First, lets take into account a couple of assumptions before exploring how this can be:

  • Guitars are, by comparison, incredibly cheap: The most expensive guitar in the world, probably even something that either Williams, Bream or Segovia himself played at some point, will run you just about as much as a top notch violin bow. About $300,000.
  • In spite of the above, concert classical musicians, solo artists and even promising students around the world have access to violins, cellos, and other instruments that easily surpass $1,000,000, AT NO COST TO THE PERFORMER.  If you want to have a better insight on how this is done, and which factors play into consideration, read the following article in The Economist which analyses this practice: http://www.economist.com/blogs/prospero/2013/12/expensive-violins

So, now the question: HOW COULD THIS BE?

After years of perusing the practices of guitar collectors and artists/students in the USA and Europe, the following list covers my reasoning behind this issue.


When comparing the attitudes of individual collectors at the classical music and classical guitar levels, one main difference strikes as obvious: CLASSICAL MUSIC COLLECTORS DO NOT USE THE INSTRUMENTS THEY BUY.

When was the last time anybody heard about an old guy playing twinkle twinkle in a two million dollar Stradivarius? The psychological relationship between the buyer and the instrument is one of respect, of acknowledgement of the instrument as a piece of art, whose secrets can only be uncovered by those who master the art of playing music. Doing otherwise would be like buying Picasso’s to have your kids paint on them during their after school art class.

Lets now look around guitar collectors. Since age 15 I have seen people drop $10,000, $20,000, or even $50,000 on guitars, only to go to the local “guru” to work on ‘Adelita’ by Tarrega, as they have done for the last 20 years. For them, buying an expensive guitar is like buying an expensive car: you can suck at driving and still buy a Mazeratti or a Ferrari. For them the instrument is a toy, something they can ‘play’ with. A nuisance.

Another striking difference is that while guitar collectors rarely encourage others to play in their investments, classical music instrument collectors find pride in lending them to a select group of people based on – most usually – artistic merits.


But what if you are a collector wholeheartedly interested in having your instrument played by a professional or an aspiring artist? Where do you go? Who helps you with the tax, legal, insurance, logistics, etc?

Many guitar organizations spend a lifetime preaching words like ‘community’. Wouldn’t it make sense to provide the artists they consider the best with instruments that can fully represent the breath/depth of the guitar culture? Besides taking in money in competitions, seminars, masterclasses, and subscriptions, which service do they provide to the ‘creme de la créme’ of the community they claim to support?

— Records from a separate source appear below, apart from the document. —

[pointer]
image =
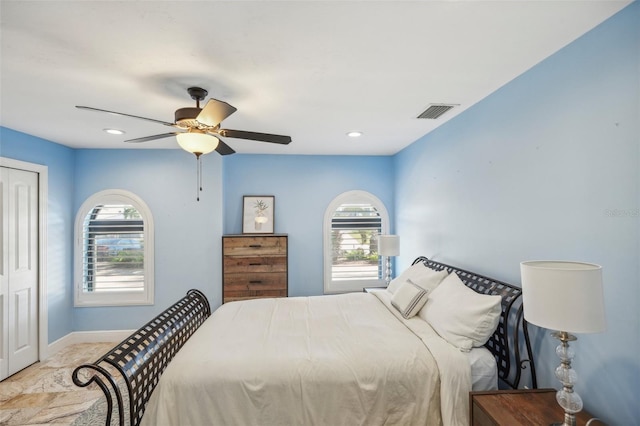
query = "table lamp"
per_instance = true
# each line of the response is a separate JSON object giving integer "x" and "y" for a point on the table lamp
{"x": 389, "y": 246}
{"x": 566, "y": 297}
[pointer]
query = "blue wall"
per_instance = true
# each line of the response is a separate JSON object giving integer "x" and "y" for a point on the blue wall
{"x": 546, "y": 168}
{"x": 187, "y": 232}
{"x": 303, "y": 187}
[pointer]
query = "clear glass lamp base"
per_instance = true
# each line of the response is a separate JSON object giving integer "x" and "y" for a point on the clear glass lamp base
{"x": 569, "y": 400}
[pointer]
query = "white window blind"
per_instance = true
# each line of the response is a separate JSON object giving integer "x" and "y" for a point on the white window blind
{"x": 352, "y": 222}
{"x": 114, "y": 251}
{"x": 113, "y": 236}
{"x": 354, "y": 231}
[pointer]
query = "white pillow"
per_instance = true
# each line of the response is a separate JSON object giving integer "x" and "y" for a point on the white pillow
{"x": 409, "y": 299}
{"x": 461, "y": 316}
{"x": 418, "y": 274}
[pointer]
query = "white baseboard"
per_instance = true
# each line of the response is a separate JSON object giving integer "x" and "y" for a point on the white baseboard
{"x": 115, "y": 336}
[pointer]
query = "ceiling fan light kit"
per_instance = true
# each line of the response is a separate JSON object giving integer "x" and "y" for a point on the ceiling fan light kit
{"x": 202, "y": 127}
{"x": 197, "y": 142}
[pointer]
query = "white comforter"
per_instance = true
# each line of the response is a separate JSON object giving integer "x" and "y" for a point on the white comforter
{"x": 327, "y": 360}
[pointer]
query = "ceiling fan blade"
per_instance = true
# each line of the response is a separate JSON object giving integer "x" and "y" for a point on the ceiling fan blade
{"x": 224, "y": 149}
{"x": 127, "y": 115}
{"x": 214, "y": 112}
{"x": 151, "y": 138}
{"x": 262, "y": 137}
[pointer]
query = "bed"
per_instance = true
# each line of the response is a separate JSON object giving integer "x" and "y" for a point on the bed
{"x": 409, "y": 355}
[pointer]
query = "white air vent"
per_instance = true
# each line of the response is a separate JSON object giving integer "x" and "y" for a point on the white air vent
{"x": 436, "y": 110}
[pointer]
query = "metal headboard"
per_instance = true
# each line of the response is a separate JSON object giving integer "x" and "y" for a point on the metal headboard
{"x": 505, "y": 343}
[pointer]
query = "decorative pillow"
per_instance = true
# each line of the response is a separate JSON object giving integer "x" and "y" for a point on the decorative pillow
{"x": 461, "y": 316}
{"x": 409, "y": 299}
{"x": 420, "y": 275}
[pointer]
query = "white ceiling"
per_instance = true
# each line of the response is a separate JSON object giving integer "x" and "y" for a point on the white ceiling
{"x": 313, "y": 70}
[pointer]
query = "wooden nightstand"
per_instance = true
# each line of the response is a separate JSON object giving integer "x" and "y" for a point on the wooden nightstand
{"x": 526, "y": 407}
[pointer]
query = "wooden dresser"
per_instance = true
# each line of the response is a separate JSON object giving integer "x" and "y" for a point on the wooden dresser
{"x": 254, "y": 266}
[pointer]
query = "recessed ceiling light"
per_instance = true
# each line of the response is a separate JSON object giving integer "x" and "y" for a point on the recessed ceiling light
{"x": 114, "y": 131}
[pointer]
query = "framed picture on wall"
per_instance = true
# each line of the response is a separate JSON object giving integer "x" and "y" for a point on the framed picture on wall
{"x": 258, "y": 214}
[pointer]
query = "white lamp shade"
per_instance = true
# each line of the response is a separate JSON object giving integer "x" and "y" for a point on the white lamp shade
{"x": 200, "y": 143}
{"x": 563, "y": 296}
{"x": 389, "y": 245}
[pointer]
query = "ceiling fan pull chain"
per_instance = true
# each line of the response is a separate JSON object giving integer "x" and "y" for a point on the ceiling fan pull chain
{"x": 198, "y": 171}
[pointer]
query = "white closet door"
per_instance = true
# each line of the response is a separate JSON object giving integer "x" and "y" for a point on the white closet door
{"x": 19, "y": 271}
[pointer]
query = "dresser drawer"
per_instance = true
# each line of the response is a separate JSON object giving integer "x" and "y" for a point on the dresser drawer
{"x": 254, "y": 246}
{"x": 230, "y": 296}
{"x": 255, "y": 281}
{"x": 254, "y": 266}
{"x": 238, "y": 264}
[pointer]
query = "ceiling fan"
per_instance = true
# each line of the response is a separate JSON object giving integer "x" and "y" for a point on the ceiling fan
{"x": 200, "y": 127}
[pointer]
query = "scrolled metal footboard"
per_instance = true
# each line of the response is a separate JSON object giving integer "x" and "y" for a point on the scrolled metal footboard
{"x": 142, "y": 357}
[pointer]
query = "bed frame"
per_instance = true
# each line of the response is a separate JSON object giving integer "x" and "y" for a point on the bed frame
{"x": 131, "y": 370}
{"x": 512, "y": 329}
{"x": 140, "y": 359}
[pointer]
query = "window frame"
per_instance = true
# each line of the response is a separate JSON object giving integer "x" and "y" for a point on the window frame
{"x": 114, "y": 298}
{"x": 356, "y": 197}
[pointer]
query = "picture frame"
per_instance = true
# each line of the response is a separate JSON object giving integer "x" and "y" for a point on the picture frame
{"x": 258, "y": 214}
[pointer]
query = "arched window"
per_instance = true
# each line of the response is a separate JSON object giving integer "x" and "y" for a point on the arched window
{"x": 113, "y": 251}
{"x": 352, "y": 222}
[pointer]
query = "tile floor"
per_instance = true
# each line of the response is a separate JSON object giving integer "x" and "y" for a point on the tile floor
{"x": 44, "y": 393}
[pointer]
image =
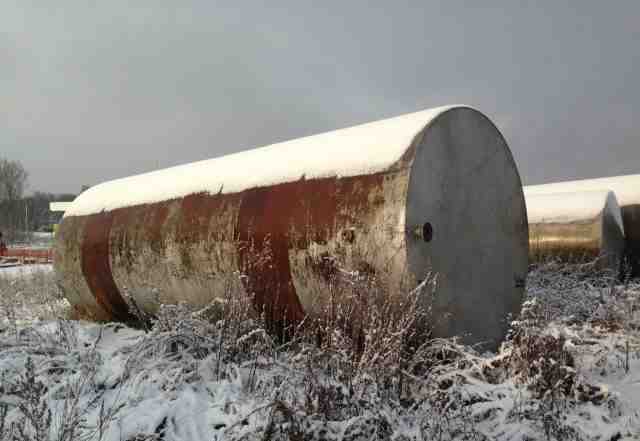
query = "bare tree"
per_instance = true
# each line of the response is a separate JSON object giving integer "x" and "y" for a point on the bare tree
{"x": 13, "y": 179}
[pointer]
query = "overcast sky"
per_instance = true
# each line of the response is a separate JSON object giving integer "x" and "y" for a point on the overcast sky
{"x": 91, "y": 91}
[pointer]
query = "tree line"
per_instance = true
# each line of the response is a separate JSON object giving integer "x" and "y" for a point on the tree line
{"x": 20, "y": 214}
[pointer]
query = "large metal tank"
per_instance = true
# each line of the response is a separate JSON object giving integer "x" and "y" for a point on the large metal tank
{"x": 576, "y": 227}
{"x": 435, "y": 191}
{"x": 627, "y": 191}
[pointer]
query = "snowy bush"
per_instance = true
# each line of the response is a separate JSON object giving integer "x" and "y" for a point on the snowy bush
{"x": 569, "y": 369}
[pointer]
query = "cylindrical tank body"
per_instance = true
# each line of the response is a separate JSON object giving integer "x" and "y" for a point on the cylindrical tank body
{"x": 435, "y": 191}
{"x": 627, "y": 191}
{"x": 576, "y": 226}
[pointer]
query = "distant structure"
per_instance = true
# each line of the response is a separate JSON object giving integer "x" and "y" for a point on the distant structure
{"x": 579, "y": 226}
{"x": 627, "y": 191}
{"x": 433, "y": 192}
{"x": 59, "y": 207}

Violinists, Cellists and even pianists have the great fortune of having the likes of the Nippon Foundation (Which buys and provides artists with Stradivarius, Guarnieri’s, et al), Steinway, and other large organizations that provide the select few with the instruments they need to further their art.

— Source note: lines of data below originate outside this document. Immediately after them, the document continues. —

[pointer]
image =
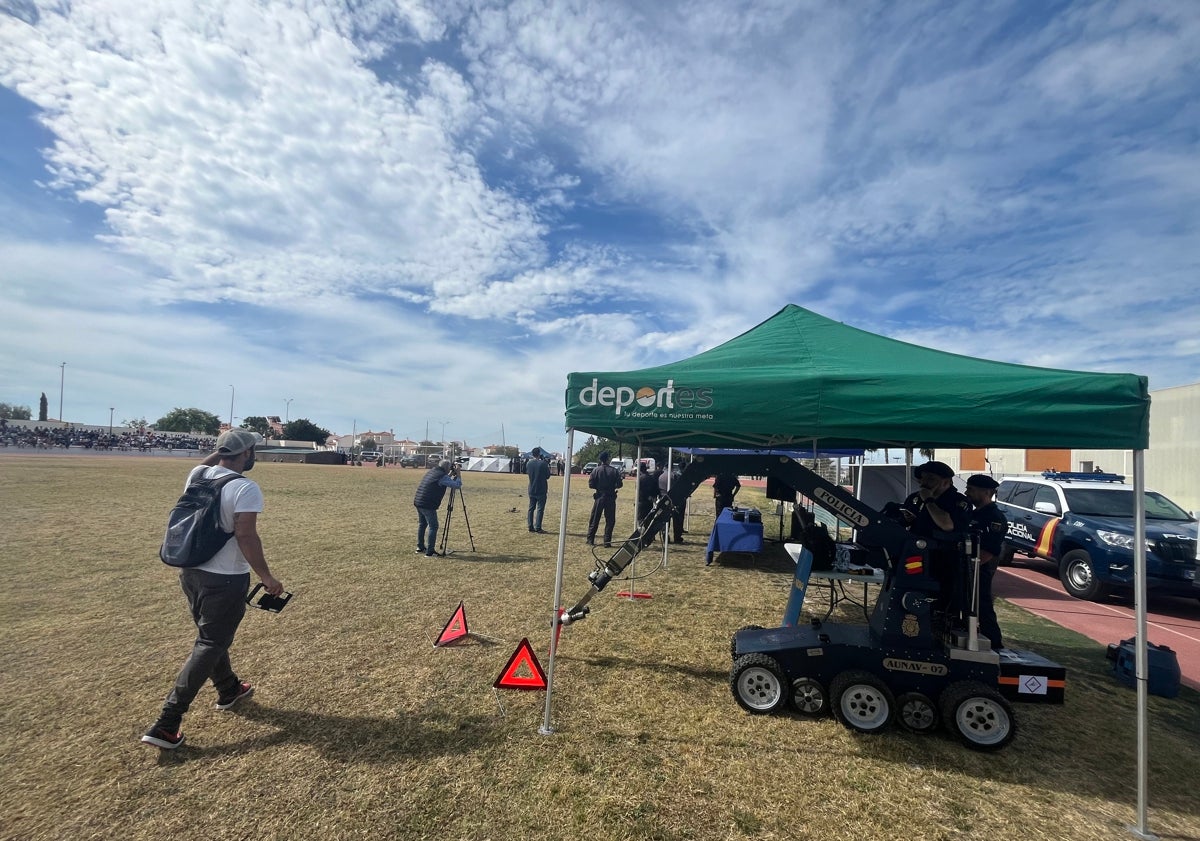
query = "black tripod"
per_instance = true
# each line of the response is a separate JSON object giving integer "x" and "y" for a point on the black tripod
{"x": 445, "y": 532}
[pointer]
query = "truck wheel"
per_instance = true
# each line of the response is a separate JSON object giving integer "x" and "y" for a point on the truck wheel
{"x": 1078, "y": 576}
{"x": 733, "y": 640}
{"x": 809, "y": 697}
{"x": 979, "y": 715}
{"x": 759, "y": 684}
{"x": 862, "y": 702}
{"x": 916, "y": 713}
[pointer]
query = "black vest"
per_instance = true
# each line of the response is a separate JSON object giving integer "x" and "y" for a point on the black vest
{"x": 430, "y": 492}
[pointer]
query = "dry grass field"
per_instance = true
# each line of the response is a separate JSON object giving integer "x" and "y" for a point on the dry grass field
{"x": 360, "y": 728}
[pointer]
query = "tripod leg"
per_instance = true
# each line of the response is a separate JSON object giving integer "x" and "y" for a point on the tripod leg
{"x": 445, "y": 530}
{"x": 466, "y": 518}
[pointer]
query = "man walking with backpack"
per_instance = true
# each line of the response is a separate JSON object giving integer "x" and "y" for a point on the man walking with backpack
{"x": 216, "y": 589}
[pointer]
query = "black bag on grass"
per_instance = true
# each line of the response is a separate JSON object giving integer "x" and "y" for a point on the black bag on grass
{"x": 193, "y": 526}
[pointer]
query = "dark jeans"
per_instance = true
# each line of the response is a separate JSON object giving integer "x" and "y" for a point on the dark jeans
{"x": 429, "y": 518}
{"x": 989, "y": 625}
{"x": 217, "y": 604}
{"x": 606, "y": 506}
{"x": 677, "y": 526}
{"x": 537, "y": 510}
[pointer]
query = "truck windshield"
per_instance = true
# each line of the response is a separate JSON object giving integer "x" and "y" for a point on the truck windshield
{"x": 1120, "y": 504}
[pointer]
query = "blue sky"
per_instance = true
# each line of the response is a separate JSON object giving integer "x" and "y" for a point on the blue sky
{"x": 407, "y": 212}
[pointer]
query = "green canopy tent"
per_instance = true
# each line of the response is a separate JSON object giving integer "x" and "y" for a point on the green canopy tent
{"x": 801, "y": 379}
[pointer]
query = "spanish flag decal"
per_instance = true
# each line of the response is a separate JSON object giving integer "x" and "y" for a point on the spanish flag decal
{"x": 1045, "y": 540}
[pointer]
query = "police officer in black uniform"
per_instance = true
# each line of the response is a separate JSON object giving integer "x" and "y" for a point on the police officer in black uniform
{"x": 604, "y": 481}
{"x": 942, "y": 518}
{"x": 990, "y": 526}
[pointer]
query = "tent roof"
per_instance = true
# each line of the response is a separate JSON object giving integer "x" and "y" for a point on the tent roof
{"x": 801, "y": 379}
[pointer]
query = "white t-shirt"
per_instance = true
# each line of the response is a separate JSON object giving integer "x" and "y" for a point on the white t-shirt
{"x": 241, "y": 496}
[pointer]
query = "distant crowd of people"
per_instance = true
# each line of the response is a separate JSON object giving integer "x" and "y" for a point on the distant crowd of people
{"x": 87, "y": 438}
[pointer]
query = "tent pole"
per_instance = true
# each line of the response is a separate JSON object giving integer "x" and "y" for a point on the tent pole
{"x": 557, "y": 607}
{"x": 637, "y": 512}
{"x": 1141, "y": 664}
{"x": 666, "y": 540}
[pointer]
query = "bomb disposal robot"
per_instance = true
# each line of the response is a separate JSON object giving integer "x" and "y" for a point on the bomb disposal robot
{"x": 907, "y": 664}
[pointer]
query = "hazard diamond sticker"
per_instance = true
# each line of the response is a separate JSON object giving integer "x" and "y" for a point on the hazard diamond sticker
{"x": 522, "y": 671}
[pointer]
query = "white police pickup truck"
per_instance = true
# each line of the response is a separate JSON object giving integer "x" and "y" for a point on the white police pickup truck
{"x": 1084, "y": 523}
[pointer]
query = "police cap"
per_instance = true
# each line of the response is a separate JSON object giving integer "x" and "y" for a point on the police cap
{"x": 940, "y": 469}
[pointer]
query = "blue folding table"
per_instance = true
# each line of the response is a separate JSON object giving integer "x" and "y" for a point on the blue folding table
{"x": 733, "y": 535}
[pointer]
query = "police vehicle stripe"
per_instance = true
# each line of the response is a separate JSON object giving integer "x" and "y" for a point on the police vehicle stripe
{"x": 1045, "y": 540}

Guitarists have? ___________ (Fill in the blank).


Given the above: why aren’t professional guitarists demanding similar treatment from their supporters in equal stance as violinists, cellists and other musicians do?

After all, the numbers show that these instruments are much cheaper, which means a lower insurance. There is a less likelihood of accident if cared properly and the market value of guitars will only rise with time.

Another cultural consideration is the conception of the guitar as a ‘developing instrument’. Most aspiring players change guitars frequently, and use them as means to success in their ‘competition careers’. This, obviously, leads to the development of instruments for technical rather than artistic purposes, mostly focused on projection and loudness rather than quality of sound. The community values the new and cheaper over the older and expensive, pretty much because nobody can afford the old and expensive guitars. They are all sitting ducks next to scrabble, and monopoly games in someone’s attic.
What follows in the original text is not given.